I’M not sure what I shudder harder at: how many times in this column over the years of the Brexit process and since that I have had to mention Boris Johnson – or how many times I will have to mention him in the future.
This lamest of lame ducks now hangs like a bloated albatross across this hapless UK Government. Having long lost any moral authority, he has – after Monday’s 60%-40% vote – lost any political authority as well. He is in office, but the clock is ticking. Winning an election with 60% of the vote for the first time is something to celebrate, winning a vote of no confidence by that margin is simply defeat postponed.
So what now? For my part, I think we SNP MPs at Westminster have done enough to make our position clear, and now the Tories have failed to get rid of Johnson (below) – let them deal with own their psychodrama. Our job is to hold them to account not in and of itself but by at every opportunity contrasting our proposition – independence in Europe – with the reality of this squalid shambles. I won Stirling in 2019 from the Tories and know well that a number of moderate pro-EU Conservatives lent me a vote, often reluctantly.

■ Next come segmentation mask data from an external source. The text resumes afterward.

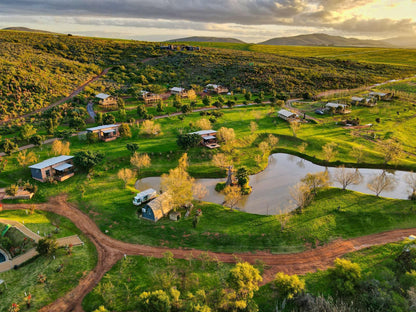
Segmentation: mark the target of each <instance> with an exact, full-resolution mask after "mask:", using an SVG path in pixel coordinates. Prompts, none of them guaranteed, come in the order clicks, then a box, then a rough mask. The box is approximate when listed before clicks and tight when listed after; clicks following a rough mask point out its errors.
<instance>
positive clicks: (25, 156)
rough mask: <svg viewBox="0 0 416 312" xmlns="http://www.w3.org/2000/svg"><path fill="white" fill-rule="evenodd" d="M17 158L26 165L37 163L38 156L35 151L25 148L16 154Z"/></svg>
mask: <svg viewBox="0 0 416 312" xmlns="http://www.w3.org/2000/svg"><path fill="white" fill-rule="evenodd" d="M16 160H17V162H18V163H19V165H20V166H21V167H26V166H27V165H30V164H32V163H35V162H36V161H37V160H38V157H37V156H36V154H35V153H34V152H33V151H29V152H28V150H23V151H20V152H19V154H17V156H16Z"/></svg>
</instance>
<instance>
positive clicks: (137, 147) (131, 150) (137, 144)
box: [126, 143, 139, 153]
mask: <svg viewBox="0 0 416 312" xmlns="http://www.w3.org/2000/svg"><path fill="white" fill-rule="evenodd" d="M126 148H127V150H129V151H130V152H132V153H134V152H135V151H137V150H138V149H139V144H137V143H127V144H126Z"/></svg>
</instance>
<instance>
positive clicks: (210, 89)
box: [205, 83, 228, 94]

The number times I heard: “I’d usually be Conservative but I hate these Conservatives” was remarkable. The significant thing is that I’m still hearing that sentiment and while there are still plenty Conservative voters out there, plenty of them are appalled by this government.
We need to help them see the better path that independence offers. There will still be Conservatives in an independent Scotland and they’ll be a necessary part of the political spectrum.
I’d argue that independence will be the genesis of genuine Scottish politics, where we can all put the constitution to one side and focus instead on how best to use the newly won powers at home and the newly regained opportunities of EU membership abroad. No more excuses, let’s get on with it.
I think that is an appealing prospect, pitched right, for a lot of the people Boris Johnson and his enablers are alienating. I’ll give just one example, and there are a hundred more we are working up to a genuinely appealing prospectus.
READ MORE: Scots leaders warn UK over pulling out of €95bn EU science fund
Horizon Europe is the EU’s key funding programme for research and innovation with a budget of just short of €100 billion. It tackles climate change, helps to achieve the UN’s sustainable development goals and boosts the EU’s competitiveness and growth. It creates jobs, fully engages the EU’s talent pool, boosts economic growth, promotes industrial competitiveness and optimises investment impact within a strengthened European Research Area.
I was on the committee of the European Parliament that drafted the programme and it is close to my heart. It is, quite deliberately, a science-based industrial policy for the EU. The science is encouraged to collaborate with business and the IP generated is always designed to be commercial.
I’ve seen in Stirling and elsewhere just how good a use it has been put to, creating world-class science as well as world-class jobs. People who say we no longer make anything in Scotland really need to get out more. We’re a science and research world leader and Horizon Europe has been a key part of that success.
And the UK is almost certainly leaving it, an act of utter vandalism.
Just this week the UK Government finally blustered that it was preparing their own alternative to Horizon Europe. Previously, even the most wired-to-the-moon Brexiteer recognised the value of cross-border scientific co-operation and there seemed a consensus that the UK – and Scotland with it – should continue to be effectively part of it as an associate country.
But this has been snarled up in the unseemly rows over the Northern Ireland Protocol, which the UK Government has flirted with unilaterally amending or withdrawing from.
This is to make two fundamental mistakes – the Northern Ireland Protocol is not a standalone document, it is an integral part of the Trade and Co-operation Agreement the UK solemnly signed with the EU as the basis of the ongoing relationship post-EU membership.
Secondly, it forgets that the EU is the sort of organisation that expects you to abide by your word and one part of the document is as important as any other. You don’t get to pick and choose once it’s signed. So continued co-operation under Horizon Europe stops if parts of the Northern Ireland Protocol stop. No ifs, no buts, no maybes. And full and enthusiastic membership of Horizon Europe will come with independence, no ifs, no buts, no maybes.
I’ve said repeatedly that getting back into the EU will put rocket boosters on our economy, and it will, but it is so much more than that.
The EU is not a just a free trade area, it does so much more.
Horizon Europe is a science-based industrial strategy – we’ll not need to develop our own as the best brains in Europe have done our thinking for us and the best brains in Scotland will be delighted to get back into it.
This will create the smart jobs, the smart green growth and the international profile we will simply never achieve being part of the UK’s Noddy replacement scheme.
We have already seen with the Turing Scheme, the mean and nasty UK so-called replacement for the Erasmus student exchange programme, that the UK version doesn’t come close.
So let’s let the Tories own their failings – let’s use their actual policies to promote ours and the better future for Scotland we all want to see.